FIG. 1 is a front view showing a state in which environmental test modules are arbitrarily connected in series.

FIG. 2 is a plan view of the apparatus of FIG.

FIG. 3 is a sectional view taken along line AA of FIG.

FIG. 4 is a schematic view showing a mechanism of the transfer device.

FIG. 5 is a perspective view of a transfer device.

FIG. 6 is a transparent front view showing a connection relationship between a guide rail and a shaft.

FIG. 7 is a time chart showing a state of a rise in the temperature of an electronic component when a current test is performed at a high temperature.
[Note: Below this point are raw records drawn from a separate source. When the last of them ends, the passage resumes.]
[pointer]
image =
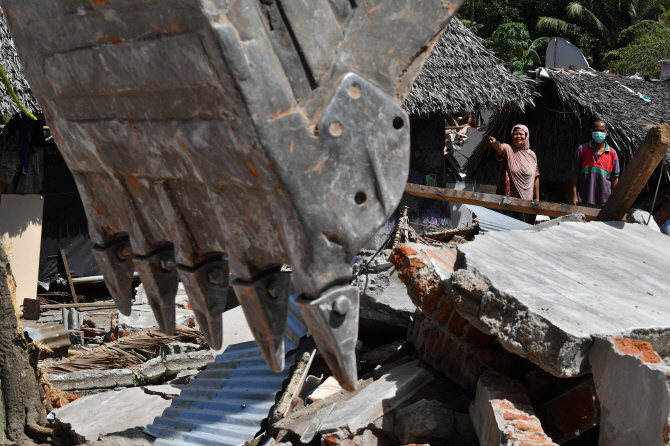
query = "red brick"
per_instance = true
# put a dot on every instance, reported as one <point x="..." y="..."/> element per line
<point x="638" y="348"/>
<point x="400" y="255"/>
<point x="430" y="344"/>
<point x="523" y="425"/>
<point x="413" y="266"/>
<point x="446" y="308"/>
<point x="513" y="415"/>
<point x="457" y="323"/>
<point x="433" y="296"/>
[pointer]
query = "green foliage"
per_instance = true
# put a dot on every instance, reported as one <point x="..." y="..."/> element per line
<point x="650" y="44"/>
<point x="510" y="41"/>
<point x="601" y="25"/>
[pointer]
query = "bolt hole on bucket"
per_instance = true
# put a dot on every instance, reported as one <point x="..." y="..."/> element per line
<point x="360" y="198"/>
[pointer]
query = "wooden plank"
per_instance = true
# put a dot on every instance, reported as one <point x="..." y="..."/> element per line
<point x="638" y="172"/>
<point x="21" y="234"/>
<point x="68" y="277"/>
<point x="78" y="305"/>
<point x="500" y="202"/>
<point x="663" y="214"/>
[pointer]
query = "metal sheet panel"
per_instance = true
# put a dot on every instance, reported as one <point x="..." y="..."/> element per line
<point x="490" y="220"/>
<point x="225" y="404"/>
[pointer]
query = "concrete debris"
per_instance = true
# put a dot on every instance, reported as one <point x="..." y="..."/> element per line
<point x="424" y="422"/>
<point x="329" y="387"/>
<point x="167" y="391"/>
<point x="87" y="418"/>
<point x="633" y="386"/>
<point x="376" y="399"/>
<point x="503" y="416"/>
<point x="73" y="319"/>
<point x="441" y="335"/>
<point x="545" y="303"/>
<point x="92" y="379"/>
<point x="168" y="367"/>
<point x="641" y="217"/>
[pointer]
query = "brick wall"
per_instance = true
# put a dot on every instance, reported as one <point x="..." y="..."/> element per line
<point x="442" y="336"/>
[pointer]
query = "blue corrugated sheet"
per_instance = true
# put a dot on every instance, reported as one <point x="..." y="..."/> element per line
<point x="226" y="403"/>
<point x="490" y="220"/>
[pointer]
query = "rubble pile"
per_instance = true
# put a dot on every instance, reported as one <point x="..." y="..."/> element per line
<point x="489" y="342"/>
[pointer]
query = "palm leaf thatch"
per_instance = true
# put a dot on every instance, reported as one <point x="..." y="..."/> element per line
<point x="561" y="120"/>
<point x="460" y="74"/>
<point x="10" y="63"/>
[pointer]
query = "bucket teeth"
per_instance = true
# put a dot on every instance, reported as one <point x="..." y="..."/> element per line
<point x="333" y="321"/>
<point x="161" y="281"/>
<point x="265" y="303"/>
<point x="207" y="289"/>
<point x="115" y="262"/>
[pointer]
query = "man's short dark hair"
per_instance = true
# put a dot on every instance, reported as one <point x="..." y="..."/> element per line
<point x="593" y="124"/>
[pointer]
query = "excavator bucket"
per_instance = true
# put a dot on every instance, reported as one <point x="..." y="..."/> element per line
<point x="218" y="138"/>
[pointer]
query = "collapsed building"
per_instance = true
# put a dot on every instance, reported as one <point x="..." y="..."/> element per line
<point x="447" y="337"/>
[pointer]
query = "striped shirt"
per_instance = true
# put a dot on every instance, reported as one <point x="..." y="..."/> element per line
<point x="596" y="173"/>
FIG. 8 is a time chart showing a state of a temperature rise of an electronic component when a current test is performed at a low temperature.

[Explanation of symbols]

 1a, 1b, 1c Environmental test module 2 Inlet lifter 3 Outlet lifter 4 Insulation material 5 Door 6 Environmental test room 7 Machine room 8 Partition plate 9 Environmental test tank 10 Constant temperature air supply tank 12 Side wall 13 Opening 14 Guide rail 15 Pallet 16 Shaft 17 Projecting piece 18 Evaporator 20 Heating means 22 Blowing fan 23, 24 Communication port 25 Compressor 26 Condenser 27, 28 Guide rail 30 Bearing 32 Air cylinder 34 Support member 36 Air cylinder 38 Member

Claims (2)

(57) [Claims] 1. An environment test chamber covered with a heat insulating material, a transport means for transporting electronic components and the like installed in the environmental test chamber, and a conduction test of the electronic components and the like arranged in the environmental test chamber. A testing device for, a recirculation means for recirculating electronic components and the like installed at a position separate from the environmental test chamber, and a constant temperature air supply means for supplying air at a predetermined temperature to the environmental test chamber. A plurality of test modules consisting of
At least two test modules are provided in an apparatus consisting of an inlet lifter installed at an electronic component insertion port of an environmental test apparatus and an outlet lifter that turns electronic components and the like from a transport means connected to a terminal of the environmental test apparatus to a forwarding means. a step of connecting an inlet lifter and outlet lifter to each terminal as well as coupled in series above, when performing a conduction test at a temperature t _H higher than room electronic parts or the like, the temperature in the test module coupled to the plurality The electronic component is heated by setting the temperature in the final module to t _H , and sequentially increasing the set temperature of the other modules by 5 ° C. to 10 ° C. toward the inlet side to lower the electronic component below room temperature. When conducting the current test at the temperature t _L , the temperature in the test module connected to the plurality is set to t _L in the final module, and the temperature is sequentially inputted. A method of testing a line-type environmental test apparatus using each test module, comprising the steps of cooling electronic components by setting the set temperature of another module lower by 5 ° C. to 10 ° C. toward the mouth side. 2. The transport means of each test module is constituted by a pair of guide rails extending in the width direction of the module, and a shaft slidably and rotatably supported below the guide rails and having protruding pieces at predetermined intervals. A shaft having a pair of guide rails and a protruding piece at a predetermined interval slidably and rotatably supported below the guide rails similarly to the conveying means provided on the module in the entrance lifter, and moving the shaft in the longitudinal direction. A horizontal driving means for sliding and a rotation driving means for rotating the shaft are installed so that the guide rails and shafts of each module and the entrance lifter can be connected to each other, and the electronic components advance intermittently at predetermined intervals. A test method for a line type environmental test apparatus using each of the test modules according to claim 1 configured as described above.